Une surveillance indépendante des droits de l’Homme

Dans chaque rapport soumis au Conseil de sécurité, les Marocains scrutent toute mention aux droits de l’homme dans le Sahara occidental. Leur hantise est de voir le mandat de la Minurso – fixé officiellement au respect du cessez-le-feu et à l’organisation d’un référendum d’autodétermination au Sahara – élargi à la surveillance des droits de l’homme. En 2013, une proposition dans ce sens, initiée par la diplomatie américaine, avait hautement fâché Rabat qui s’était empressée de la bloquer. Le Maroc considère en effet qu’il a ses propres mécanismes de surveillance des droits de l’homme – dont un organisme royal, le Conseil national des droits de l’homme (CNDH), qui effectue régulièrement des missions de surveillance dans le Sahara – et qu’il n’y a nul besoin d’impliquer la Minurso ou de créer une instance internationale qui viendrait inspecter les territoires sahariens sous sa souveraineté.

Cette année, le secrétaire général de l’ONU estime, dans son rapport, « qu’une surveillance indépendante, impartiale, globale et soutenue de la situation des droits de l’homme est nécessaire pour veiller à assurer la protection de tous les habitants du Sahara occidental ». Mais sans spécifier ce qu’il entend par le terme « surveillance indépendante », ni si cette dernière doit être marocaine ou étrangère et comment elle doit fonctionner. Ce qui laisse à penser qu’il s’agit d’un principe général, déjà utilisé par ses prédécesseurs, et sans implications immédiates.

Un malaise qui s’éternise dans les camps

Dans son rapport, Antonio Guterres demeure préoccupé par « l’exaspération croissante des réfugiés – que les Marocains appellent « des séquestrés » – qui se trouvent depuis plus de 42 ans dans les camps de Tindouf, avec peu d’espoir de s’en sortir ».

Cependant, il n’a fait aucune mention au recensement des populations de ces camps, fortement demandé par les Marocains. Ces derniers ont toujours estimé que le nombre de cette population est largement inférieur au tapage médiatique qu’elle suscite à l’international et surtout aux quantités impressionnantes d’aides humanitaires qu’elle reçoit.

Faut-il associer l’Algérie aux négociations ? 

Le SG de l’ONU n’a pas apporté de réponse tranchée sur cette question, devenu la priorité absolue de Rabat.

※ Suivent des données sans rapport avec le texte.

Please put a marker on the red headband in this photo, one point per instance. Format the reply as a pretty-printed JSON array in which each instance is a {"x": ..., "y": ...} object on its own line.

Au point de déclencher une guerre verbale entre le Maroc et l’Algérie. « Je voudrais, comme le Conseil de sécurité, exhorter à nouveau les États voisins, l’Algérie et la Mauritanie, à apporter leur concours au processus politique et à s’engager plus avant dans les négociations », écrit Antonio Guterres dans son rapport.

Autant dire qu’il s’agit d’une sollicitation assujettie au bon vouloir de ces deux pays et non d’une obligation. Mais il faudra attendre la formule exacte qui sera retenue dans la résolution finale du Conseil de sécurité le 25 avril.